Я восприняла слова Ефима Борисовича как ответный реверанс взрослого, но все же смутилась и сменила тему разговора.

– Вы в детстве в городе жили, в богатой культурной семье?

– Думаешь, если я пришел в вашу школу в качестве педагога-исследователя, то и в детстве спал, обсыпанный конфетами? Мы жили на Алтае. Отец был секретарем горсовета. Потрясающе умный был человек. Талантливый во всем. На балалайке виртуозно играл. Шел он как-то через подземный переход, остановился, взял у нищего балалайку и давай петь и себе аккомпанировать. Люди деньги стали давать нищему. Представляешь картину: нищий в рубище, а рядом мой отец в белом костюме?!

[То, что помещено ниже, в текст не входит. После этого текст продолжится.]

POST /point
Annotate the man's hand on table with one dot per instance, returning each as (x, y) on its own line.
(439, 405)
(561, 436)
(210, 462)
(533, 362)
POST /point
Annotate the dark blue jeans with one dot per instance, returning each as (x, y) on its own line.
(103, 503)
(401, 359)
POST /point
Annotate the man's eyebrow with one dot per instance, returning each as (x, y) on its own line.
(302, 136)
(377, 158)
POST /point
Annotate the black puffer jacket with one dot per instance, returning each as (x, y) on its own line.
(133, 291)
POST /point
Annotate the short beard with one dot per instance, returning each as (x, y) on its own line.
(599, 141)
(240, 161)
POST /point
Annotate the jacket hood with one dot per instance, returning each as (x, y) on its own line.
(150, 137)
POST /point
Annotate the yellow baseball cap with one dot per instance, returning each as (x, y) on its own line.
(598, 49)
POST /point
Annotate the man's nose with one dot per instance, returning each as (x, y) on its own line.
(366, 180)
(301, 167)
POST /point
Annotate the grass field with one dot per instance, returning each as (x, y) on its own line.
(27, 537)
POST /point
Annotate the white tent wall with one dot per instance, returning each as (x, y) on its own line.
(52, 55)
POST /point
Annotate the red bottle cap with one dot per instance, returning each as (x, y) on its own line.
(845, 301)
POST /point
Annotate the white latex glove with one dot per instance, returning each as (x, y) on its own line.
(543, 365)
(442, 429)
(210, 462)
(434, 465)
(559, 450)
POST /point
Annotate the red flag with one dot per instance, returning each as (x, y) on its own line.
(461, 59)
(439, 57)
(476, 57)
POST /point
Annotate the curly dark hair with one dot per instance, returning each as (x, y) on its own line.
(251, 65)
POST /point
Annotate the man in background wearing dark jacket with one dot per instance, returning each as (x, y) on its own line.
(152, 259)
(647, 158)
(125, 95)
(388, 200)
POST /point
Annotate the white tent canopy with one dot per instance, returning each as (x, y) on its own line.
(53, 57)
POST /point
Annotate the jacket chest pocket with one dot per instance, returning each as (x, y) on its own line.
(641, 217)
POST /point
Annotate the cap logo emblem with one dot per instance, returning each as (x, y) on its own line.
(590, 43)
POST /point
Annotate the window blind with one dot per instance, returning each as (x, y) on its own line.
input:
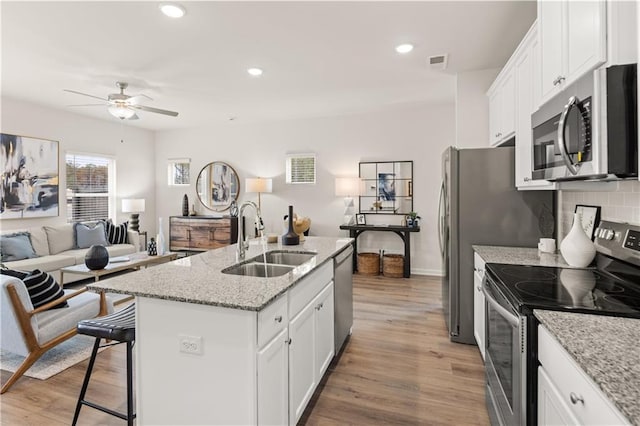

На меня никогда не кричали, не шлепали. Дети в нашей семье – божества. Так велось из поколения в поколение. Каждое удачное слово или действие ребенка вызывало восхищение родителей. Может, поэтому в два года я уже читал. А моя дочь уже в год научилась. Хвалить и обожать – особенность нашей семьи.

– А в нашей – очень боятся испортить похвалой, чтобы не зазнались. Все, что мы делаем с братом, воспринимается как должное, естественное, необходимое, за которое не надо платить особым вниманием. Ты должен, ты обязан – вот и все, – с детским вздохом пожаловалась я.

– Я видел в своих родителях порядочных, достойных людей. Отец даже врагам ничего плохого не делал. Жил по принципам добра. В этом была его мудрость. Таковы мои корни, таково мое ядро. Я рос в семье, бесконечная доброта которой формировала мой внутренний мир, мои устои. Оскорбительными словами не бросались. Отец, если сердился, то уходил и не разговаривал. И мое прозвище в семье – «мирняк».

– Добрым людям труднее живется? – спросила я нерешительно, с волнением ожидая ответа на очень важный для меня вопрос.

– Говорят, так. Но это если доброта поддельная. Добрым если не проще, то хотя бы легче. А вообще, злому труднее. Злой все время борется, гадости делает, бесится.

– А может, злой удовольствие в этом находит? У моего дедушки Яши такая старуха-секретарь была. Романы можно писать о ее пакостях. Дед говорил, что она мастерски владела своим хобби, не знала себе равных по части сплетен. И при этом имела изысканные манеры. А меня она больше злила, чем забавляла. За глаза я называла ее Агата Кристи в области разрушения семейных отношений. Она сплетнями счастлива была, – загорячилась я, вспомнив не такое уж далекое прошлое.